IB SMART routing and BATS rebates

Discussion in 'Order Execution' started by Daal, Dec 22, 2011.

  1. Daal

    Daal

    I'm using limit orders to exit some stocks. I noticed SMART sometimes fills me on NYSE and sometimes on BATS. BATS has the biggest rebate of all. Would be more prudent for me to specifically demand BATS routing and give up on SMART?
    As I understand Reg NMS prevents trading outside the best bid and ask so it would not hurt my liquidity but maybe there is a catch at BATS only routing

    Thoughts?
     
  2. Another choice is to choose the SMART strategy that favors rebates over other factors. Last time I looked there were several choices for Routing, other than the default settings for SMART.
     
  3. rwk

    rwk

    The biggest catch is that the commissions are quite a bit higher for customer-routed orders. My experience has been that Smart routing does a pretty good job of speed and price.
     
    murray t turtle likes this.
  4. Daal

    Daal

    Are you sure?I usually pay 70c-80c per 100 shares. This morning I did a quick trade routing to BATS adding liquidity, paid 50c per 100 shares. Only 1 trade but I'm already pleased with the results
     
  5. IIRC that's for API orders only. No difference in commissions on orders entered through the GUI. I don't know why IB penalizes API users.
     
  6. Because point-and-click guys are so slow that anyone can make a killing off them.

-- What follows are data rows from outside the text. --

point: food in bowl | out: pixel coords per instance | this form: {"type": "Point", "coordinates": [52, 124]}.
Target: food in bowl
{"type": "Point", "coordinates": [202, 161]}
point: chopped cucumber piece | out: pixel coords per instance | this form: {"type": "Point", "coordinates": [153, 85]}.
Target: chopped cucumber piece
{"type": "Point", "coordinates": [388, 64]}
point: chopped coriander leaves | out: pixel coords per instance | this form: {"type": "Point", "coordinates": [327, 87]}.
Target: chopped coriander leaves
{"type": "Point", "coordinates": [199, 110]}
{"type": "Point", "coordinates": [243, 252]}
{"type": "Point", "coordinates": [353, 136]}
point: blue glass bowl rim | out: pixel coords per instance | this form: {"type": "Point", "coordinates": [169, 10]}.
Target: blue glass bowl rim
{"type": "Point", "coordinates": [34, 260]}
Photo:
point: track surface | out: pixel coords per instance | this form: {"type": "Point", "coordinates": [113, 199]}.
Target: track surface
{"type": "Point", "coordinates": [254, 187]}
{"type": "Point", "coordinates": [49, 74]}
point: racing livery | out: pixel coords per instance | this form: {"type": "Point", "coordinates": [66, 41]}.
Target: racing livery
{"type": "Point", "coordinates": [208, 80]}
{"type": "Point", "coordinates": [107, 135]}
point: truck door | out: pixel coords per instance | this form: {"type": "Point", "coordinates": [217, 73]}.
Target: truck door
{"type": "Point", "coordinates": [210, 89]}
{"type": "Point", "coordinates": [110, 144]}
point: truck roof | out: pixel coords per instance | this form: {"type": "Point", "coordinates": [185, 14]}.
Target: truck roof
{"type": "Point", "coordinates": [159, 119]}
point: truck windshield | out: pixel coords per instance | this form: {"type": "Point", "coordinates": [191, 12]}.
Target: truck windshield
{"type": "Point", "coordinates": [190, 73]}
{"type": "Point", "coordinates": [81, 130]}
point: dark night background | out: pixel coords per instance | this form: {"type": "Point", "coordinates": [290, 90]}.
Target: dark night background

    By the time the left button of the mouse clicks back to it's normal position 5-8 guys/firms have already gotten a look at your order and you are that guy looking around wondering who the sucker is.

    I used to really knock IB but recently I'm starting to appreciate the amount of risk retail firms take on both as a firm as well as with the overhead it takes to run a business like that. I still despise internalization of order flow but that won't change until Stock777 conquers the world and rings the NYSE open every day for a living. The only real "HFT" crooks out there are the internalization guys - in my opinion.


    It is interesting to see IB stick to the retail space vs. make an attempt at the low-latency guys. I guess the profit margins are that much better.

    Just assume that everything they do has been fully evaluated and helps them more than it helps you. If your trading style is impacted by pricing look for better pricing (or broker) before you look for a better strategy.
     
    murray t turtle likes this.
  7. Great advice. Can you recommend brokers with better pricing than IB ? What is the broker that you use ?
     
  8. I'm trying to understand better the order internalization vs. going directly to an exchange.
    If I send a market order and it gets internalized, does that mean I get a worse price than if I had sent it to an exchange ?
    What about an internalized limit order ? How will it be executed exactly ?
    Also, can the broker "delay" my order instead of sending it directly to the exchange ? If so, by how much time ?

    Sorry if those question seem stupid, but these details are not available from the brokers (for example Interactive Brokers).
     
  9. def

    def Sponsor

    Those details are not available because IB does not internalize. IB does publish price improvement audit results and you can read the 606 report that all firms must report to FINFA.
     
    murray t turtle likes this.
  10. Options12

    Options12 Guest

    To softdown, IB's statement on this is debatable.

    For a quick review check out:

    http://bannronn.com/market-basics/us-brokers/trade-execution-order-routing-options.html

    Where the author writes:

    "Internalization Using SMART Routing Technology

    The third option is internalization in which the broker can send the order to a different division within the firm to fill the order. An excellent example of this is the relationship between Interactive Brokers (IB) and Timber Hill (TMBR). TMBR makes markets in a variety of trading instruments while IB is a deep discount brokerage in stocks, futures, options etc. Using IB's SMART routing technology, orders are routinely routed to TMBR to see if it can be executed there before proceeding elsewhere."